Steinbruch
Konsolidierung und Restaurierung von Naturstein, Teil 1

Regen, Frost, Sonne und Wind führen zur Verwitterung von Naturstein. So war es schon in früheren Jahrhunderten eine Daueraufgabe für die Handwerker der Dombauhütten, der Steinverwitterung entgegenzuwirken, um die Bausubstanz der Gebäude zu erhalten.

Die Natursteinverwitterung führt zur mechanischen Schwächung des Natursteingefüges durch Bildung zusätzlichen Porenraumes und einem allgemeinen Bindemittelverlust. Der Verwitterungsprozess verläuft je nach Art des Steins unterschiedlich; in der Hauptsache wird er durch Wasser- und Schadstoffaufnahme ausgelöst. Carbonatisch gebundene Sedimentgesteine zeigen eine höhere Anfälligkeit für die chemische Verwitterung, tonig-silikatisch gebundene Sedimentgesteine dagegen für physikalische Verwitterungsprozesse. Zur Instandsetzung stehen dem Handwerker  folgende praxisbewährte Verfahren und Produktsysteme zur Verfügung:

Quellminderung
Steinfestigung
Steinersatz und Neuverfugung
Hydrophobierung
Beschichtung

Ermittlung von Verwitterungsprofilen

Da es nicht möglich ist, einem Naturstein von außen anzusehen, wie tief und in welcher Form er verwittert ist, sind Voruntersuchungen erforderlich.

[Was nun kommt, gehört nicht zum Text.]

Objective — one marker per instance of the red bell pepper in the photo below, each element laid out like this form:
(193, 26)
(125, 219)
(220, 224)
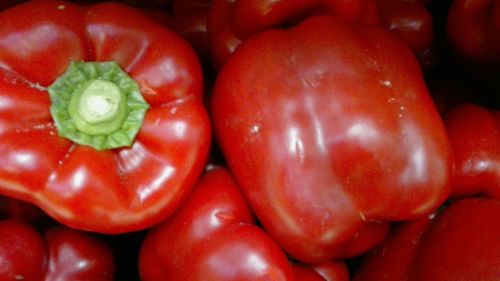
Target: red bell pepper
(473, 30)
(231, 22)
(213, 236)
(102, 123)
(409, 21)
(55, 253)
(474, 133)
(190, 21)
(331, 133)
(458, 243)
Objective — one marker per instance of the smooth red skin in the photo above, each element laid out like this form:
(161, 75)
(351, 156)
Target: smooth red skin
(190, 21)
(213, 236)
(23, 253)
(57, 253)
(231, 22)
(460, 244)
(473, 29)
(13, 208)
(411, 22)
(333, 270)
(75, 255)
(110, 191)
(474, 134)
(317, 155)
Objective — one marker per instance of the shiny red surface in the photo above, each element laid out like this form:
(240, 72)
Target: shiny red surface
(329, 130)
(111, 191)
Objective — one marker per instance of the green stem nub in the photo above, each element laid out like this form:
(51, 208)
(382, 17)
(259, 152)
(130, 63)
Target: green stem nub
(97, 104)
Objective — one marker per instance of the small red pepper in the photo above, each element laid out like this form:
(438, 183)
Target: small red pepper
(52, 254)
(460, 242)
(473, 29)
(474, 134)
(232, 22)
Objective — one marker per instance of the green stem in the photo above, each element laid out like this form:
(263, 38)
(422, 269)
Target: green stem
(97, 104)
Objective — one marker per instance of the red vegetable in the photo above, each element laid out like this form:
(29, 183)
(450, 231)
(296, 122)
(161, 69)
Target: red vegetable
(459, 243)
(212, 237)
(57, 253)
(474, 133)
(409, 21)
(76, 84)
(473, 30)
(331, 134)
(231, 22)
(190, 21)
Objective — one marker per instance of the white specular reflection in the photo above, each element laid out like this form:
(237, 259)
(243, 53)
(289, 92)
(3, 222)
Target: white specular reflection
(145, 191)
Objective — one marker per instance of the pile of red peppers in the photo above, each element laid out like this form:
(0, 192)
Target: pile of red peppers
(234, 140)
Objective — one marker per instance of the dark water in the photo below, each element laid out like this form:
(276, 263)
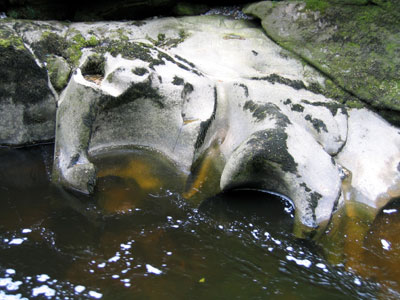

Zur Ermittlung des Verwitterungsprofils gibt es zwei Methoden: Ein Vor-Ort-Verfahren (Messung des Bohrhärtewiderstands) und ein Laborverfahren.

Im Laborverfahren hat sich eine Prüftechnik mit Ultraschall durchgesetzt, die kompakte Stückproben erfordert (Ø 3-5 cm, ohne Zentrierloch). Die Probe wird dabei in Längsrichtung mit Hilfe gegenüberliegender Sende- und Empfängereinheiten millimeterweise abgerastert und durchschallt. An jedem Messpunkt wird über die Ultraschalllaufzeit der jeweilige dynamische Elastizitätsmodul (Edyn) errechnet, so dass ein Verwitterungs- beziehungsweise Festigkeitsprofil erkennbar wird.

Der Vorteil der Labormethode besteht darin, dass an ein und derselben Stelle das Festigkeitsprofil sowohl vor als auch nach einer festigenden Behandlung ermittelt werden kann. So lässt sich nicht nur die Wirktiefe des Festigers erkennen. Zugleich lässt sich überprüfen, ob der gewählte Festiger einen zu hohen oder zu geringen Festigkeitszuwachs erbringt. Anhand dieser Ergebnisse lassen sich dann gegebenenfalls Anpassungen vornehmen.

Quellminderung bei tonig gebundenen Natursteinen

Bei den meisten tonmineralhaltigen Natursteinen verursacht das hygrische Quellen und Schwinden, also das Quellen und Schwinden infolge von Feuchteaufnahme und -abgabe, wesentliche Schäden. Die Tonminerale sind zu einem erheblichen Anteil so genannte Schichtsilikate. Ihr Aufbau lässt sich mit dem eines Buches vergleichen: Bei entsprechender Feuchtigkeit wird zwischen den „Buchseiten“ aufgrund einer elektrochemischen „Magnetwirkung“ Wasser angelagert und bei der Trocknung wieder abgegeben. Die in den Zwischenschichten befindlichen, positiv geladenen Metallionen sind für diese Magnetwirkung verantwortlich.

Durch die Einlagerung von Wassermolekülen werden die Schichtpakete auseinandergedrückt. Verringert sich die Feuchtigkeit dann, ziehen sie sich wieder zusammen. Nach diesem Muster entstehen wiederkehrende, gefügezerstörende Spannungen innerhalb des Steins. Dazu muss die Feuchte nicht einmal in flüssiger Form eindringen. Hohe Luftfeuchten, wie sie meist tageszyklisch, zum Beispiel in den frühen Morgenstunden, auftreten, reichen völlig aus.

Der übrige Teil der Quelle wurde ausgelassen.